A strategy for grasping unknown objects based on co-planarity and colour information
Mila Popovic, Dirk Kraft, Leon Bodenhagen, Emre Baseski, Nicolas Pugeault, Danica Kragic, Tamim Asfour and Norbert Krueger
Robotic and Autonomous Systems
In this work, we describe and evaluate a grasping mechanism that does not make use of any specific object prior knowledge. The mechanism makes use of second-order relations between visually extracted multi-modal 3D features provided by an early cognitive vision system. More specifically, the algorithm is based on two relations covering geometric information in terms of a co-planarity constraint as well as appearance based information in terms of co-occurrence of colour properties. We show that our algorithm, although making use of such rather simple constraints, is able to grasp objects with a reasonable success rate in rather complex environments (i.e., cluttered scenes with multiple objects).

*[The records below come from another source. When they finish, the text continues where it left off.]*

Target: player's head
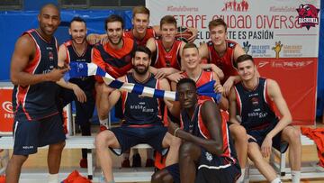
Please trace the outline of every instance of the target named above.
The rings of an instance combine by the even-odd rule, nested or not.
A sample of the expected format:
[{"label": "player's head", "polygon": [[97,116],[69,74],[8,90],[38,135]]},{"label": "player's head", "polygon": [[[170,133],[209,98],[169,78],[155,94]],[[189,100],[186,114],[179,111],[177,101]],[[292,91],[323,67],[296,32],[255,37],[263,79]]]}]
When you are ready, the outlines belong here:
[{"label": "player's head", "polygon": [[212,41],[214,45],[220,46],[225,43],[227,37],[227,24],[223,19],[218,18],[209,23],[208,28]]},{"label": "player's head", "polygon": [[112,14],[104,21],[104,29],[110,43],[118,45],[122,41],[123,26],[122,18],[117,14]]},{"label": "player's head", "polygon": [[176,20],[172,15],[166,15],[160,21],[162,41],[173,42],[176,34]]},{"label": "player's head", "polygon": [[256,68],[251,55],[244,54],[239,56],[235,66],[238,69],[238,74],[243,81],[248,81],[256,77]]},{"label": "player's head", "polygon": [[149,23],[149,10],[143,5],[135,6],[133,8],[131,23],[137,33],[146,33]]},{"label": "player's head", "polygon": [[74,43],[82,44],[86,38],[86,21],[79,16],[74,17],[68,27],[68,33],[71,35]]},{"label": "player's head", "polygon": [[139,46],[132,52],[131,62],[136,73],[145,75],[151,62],[152,53],[146,46]]},{"label": "player's head", "polygon": [[51,36],[60,23],[59,9],[53,4],[47,4],[40,8],[37,18],[42,33]]},{"label": "player's head", "polygon": [[183,50],[183,59],[185,69],[194,69],[198,67],[201,58],[194,43],[186,43]]},{"label": "player's head", "polygon": [[190,109],[194,107],[198,101],[197,87],[191,78],[182,78],[176,84],[176,93],[181,108]]}]

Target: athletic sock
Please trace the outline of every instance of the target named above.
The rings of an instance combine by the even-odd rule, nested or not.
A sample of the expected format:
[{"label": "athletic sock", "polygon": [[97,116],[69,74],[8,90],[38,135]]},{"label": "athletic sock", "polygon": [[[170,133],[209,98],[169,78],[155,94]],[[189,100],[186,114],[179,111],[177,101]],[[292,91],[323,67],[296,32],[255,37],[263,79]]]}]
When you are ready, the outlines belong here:
[{"label": "athletic sock", "polygon": [[108,128],[108,118],[105,118],[104,120],[99,119],[99,123],[100,123],[101,125],[104,125],[104,126],[106,126]]},{"label": "athletic sock", "polygon": [[241,169],[241,175],[239,176],[238,179],[237,179],[236,183],[243,182],[245,175],[245,169]]},{"label": "athletic sock", "polygon": [[58,183],[58,173],[57,174],[50,174],[49,175],[49,183]]},{"label": "athletic sock", "polygon": [[301,171],[292,170],[292,183],[300,183],[301,181]]}]

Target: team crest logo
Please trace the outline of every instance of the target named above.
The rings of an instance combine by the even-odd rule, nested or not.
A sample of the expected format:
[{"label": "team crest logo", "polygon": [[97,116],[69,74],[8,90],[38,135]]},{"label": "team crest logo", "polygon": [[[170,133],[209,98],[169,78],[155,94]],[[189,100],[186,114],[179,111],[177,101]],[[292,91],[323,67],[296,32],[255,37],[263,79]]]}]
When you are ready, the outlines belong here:
[{"label": "team crest logo", "polygon": [[222,12],[224,11],[234,11],[234,12],[247,12],[248,10],[248,3],[247,0],[237,1],[237,0],[230,0],[227,1]]},{"label": "team crest logo", "polygon": [[302,27],[306,27],[310,30],[310,27],[315,27],[319,24],[319,12],[320,9],[316,8],[310,4],[301,5],[298,9],[298,23]]},{"label": "team crest logo", "polygon": [[253,97],[251,98],[251,103],[253,105],[258,105],[258,99],[256,97]]},{"label": "team crest logo", "polygon": [[54,60],[54,54],[53,54],[52,51],[50,51],[50,52],[49,52],[49,59],[50,59],[50,61],[53,61],[53,60]]},{"label": "team crest logo", "polygon": [[206,151],[205,156],[206,156],[206,160],[207,160],[208,161],[212,161],[212,155],[210,152]]}]

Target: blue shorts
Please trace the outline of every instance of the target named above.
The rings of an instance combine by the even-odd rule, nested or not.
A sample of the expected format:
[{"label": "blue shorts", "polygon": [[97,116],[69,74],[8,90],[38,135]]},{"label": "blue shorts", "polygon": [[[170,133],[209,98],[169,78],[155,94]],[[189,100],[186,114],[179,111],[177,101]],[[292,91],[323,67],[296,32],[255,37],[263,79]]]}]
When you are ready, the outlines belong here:
[{"label": "blue shorts", "polygon": [[[256,142],[261,147],[263,142],[266,139],[266,134],[269,133],[270,131],[272,131],[276,124],[277,124],[276,123],[274,123],[274,124],[270,124],[269,126],[267,126],[264,129],[261,129],[261,130],[258,129],[258,130],[247,131],[248,134],[251,135],[252,137],[254,137],[256,140],[256,141],[255,141],[254,139],[249,138],[248,142]],[[273,147],[274,149],[276,149],[277,151],[279,151],[280,152],[284,153],[287,151],[289,144],[288,144],[288,142],[282,141],[281,134],[282,134],[282,132],[278,133],[273,138]]]},{"label": "blue shorts", "polygon": [[121,149],[119,150],[111,148],[116,155],[120,156],[130,148],[140,143],[148,143],[162,155],[167,152],[168,149],[162,147],[162,141],[166,136],[167,128],[162,124],[155,124],[148,127],[130,127],[122,125],[110,130],[114,133],[121,145]]},{"label": "blue shorts", "polygon": [[[195,182],[223,183],[235,182],[240,176],[238,160],[217,156],[202,149]],[[234,159],[234,158],[233,158]]]},{"label": "blue shorts", "polygon": [[14,155],[33,154],[38,147],[64,142],[61,118],[58,114],[34,121],[14,119]]}]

Moreover, we have embedded the algorithm within a cognitive system that allows for autonomous exploration and learning in different contexts. First, the system is able to perform long action sequences which, although the grasping attempts not being always successful, can recover from mistakes and more importantly, is able to evaluate the success of the grasps autonomously by haptic feedback (i.e., by a force torque sensor at the wrist and proprioceptive information about the distance of the gripper after a gasping attempt). Such labelled data is then used for improving the initially hard-wired algorithm by learning. Moreover, the grasping behaviour has been used in a cognitive system to trigger higher level processes such as object learning and learning of object specific grasping.